Originally Posted on: Democracy in Africa
By Kjetil Tronvoll & Mehari Taddele Maru
After two years of ravaging war, the Tigray Regional State’s government, represented by the Tigray People’s Liberation Front (TPLF), and the Federal Government of Ethiopia, reached an Agreement for Lasting Peace through the Permanent Cessation of Hostilities (CoHA). The agreement prescribes that “the establishment of an inclusive Interim Regional Administration will be settled through political dialogue between the Parties” (Article 10.1), without specifying the modalities to such effect or the composition of and balance of power within an interim administration.
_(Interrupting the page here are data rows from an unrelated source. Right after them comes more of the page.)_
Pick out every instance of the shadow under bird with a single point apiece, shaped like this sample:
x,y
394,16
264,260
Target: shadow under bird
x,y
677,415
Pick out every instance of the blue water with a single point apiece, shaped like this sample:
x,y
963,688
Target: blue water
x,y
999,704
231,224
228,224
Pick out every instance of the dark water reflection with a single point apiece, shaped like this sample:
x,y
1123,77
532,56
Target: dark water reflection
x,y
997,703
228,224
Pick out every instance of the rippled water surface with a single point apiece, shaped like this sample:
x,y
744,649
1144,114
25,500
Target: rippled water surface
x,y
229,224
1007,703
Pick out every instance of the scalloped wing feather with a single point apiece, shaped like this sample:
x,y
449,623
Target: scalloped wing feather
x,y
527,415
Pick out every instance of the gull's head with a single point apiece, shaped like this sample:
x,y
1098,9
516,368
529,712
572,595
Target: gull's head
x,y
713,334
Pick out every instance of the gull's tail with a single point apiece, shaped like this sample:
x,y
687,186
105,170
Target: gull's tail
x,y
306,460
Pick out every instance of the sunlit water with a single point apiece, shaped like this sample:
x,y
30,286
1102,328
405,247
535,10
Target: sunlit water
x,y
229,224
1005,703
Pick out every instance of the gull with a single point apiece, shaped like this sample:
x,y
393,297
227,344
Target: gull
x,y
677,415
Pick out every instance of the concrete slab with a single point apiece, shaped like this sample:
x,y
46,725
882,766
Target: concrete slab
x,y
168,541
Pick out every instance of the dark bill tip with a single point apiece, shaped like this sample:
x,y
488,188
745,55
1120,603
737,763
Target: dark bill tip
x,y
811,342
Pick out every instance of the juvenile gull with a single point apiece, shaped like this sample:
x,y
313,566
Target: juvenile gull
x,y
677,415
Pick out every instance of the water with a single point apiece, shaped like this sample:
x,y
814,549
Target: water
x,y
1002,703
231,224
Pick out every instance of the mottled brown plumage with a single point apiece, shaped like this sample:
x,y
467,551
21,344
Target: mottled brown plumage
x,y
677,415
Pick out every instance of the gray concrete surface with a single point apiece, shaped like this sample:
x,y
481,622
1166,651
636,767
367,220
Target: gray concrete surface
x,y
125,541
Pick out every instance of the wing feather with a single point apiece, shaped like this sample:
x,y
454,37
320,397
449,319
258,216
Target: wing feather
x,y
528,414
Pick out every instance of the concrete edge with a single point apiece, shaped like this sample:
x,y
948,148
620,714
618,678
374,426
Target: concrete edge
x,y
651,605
The process to establish an Interim Regional Administration (IRA) has been prolonged and the TPLF leadership has increasingly been criticised by various Tigrayan stakeholders for delaying and controlling the process. So will the process ultimately lead to an IRA that will be mutually acceptable, legitimate and stable? In this article, we explain why some of the early signs are worrying. We ask who is in control of the process, who should be represented in the IRA, and what checks and balances and be introduced to ensure that it represents the interests of Tigrayans themselves.
Who is in control?
In mid-February this year, the TPLF established a nine-member committee to explore and propose an interim administration set-up, headed by the commander of the Tigrayan Defence Forces Lt. Gen. Tadesse Wereda. The opposition parties and other stakeholders were frustrated by the lack of consultation and inclusivity on the establishment of the committee. They also critiqued how rushed the process to prepare and propose an IRA turnout out to be. Against the backdrop of this criticism from Tigrayans, the process thus missed the opportunity to take corrective action and bestow popular legitimacy and public trust on the proposed regional administration.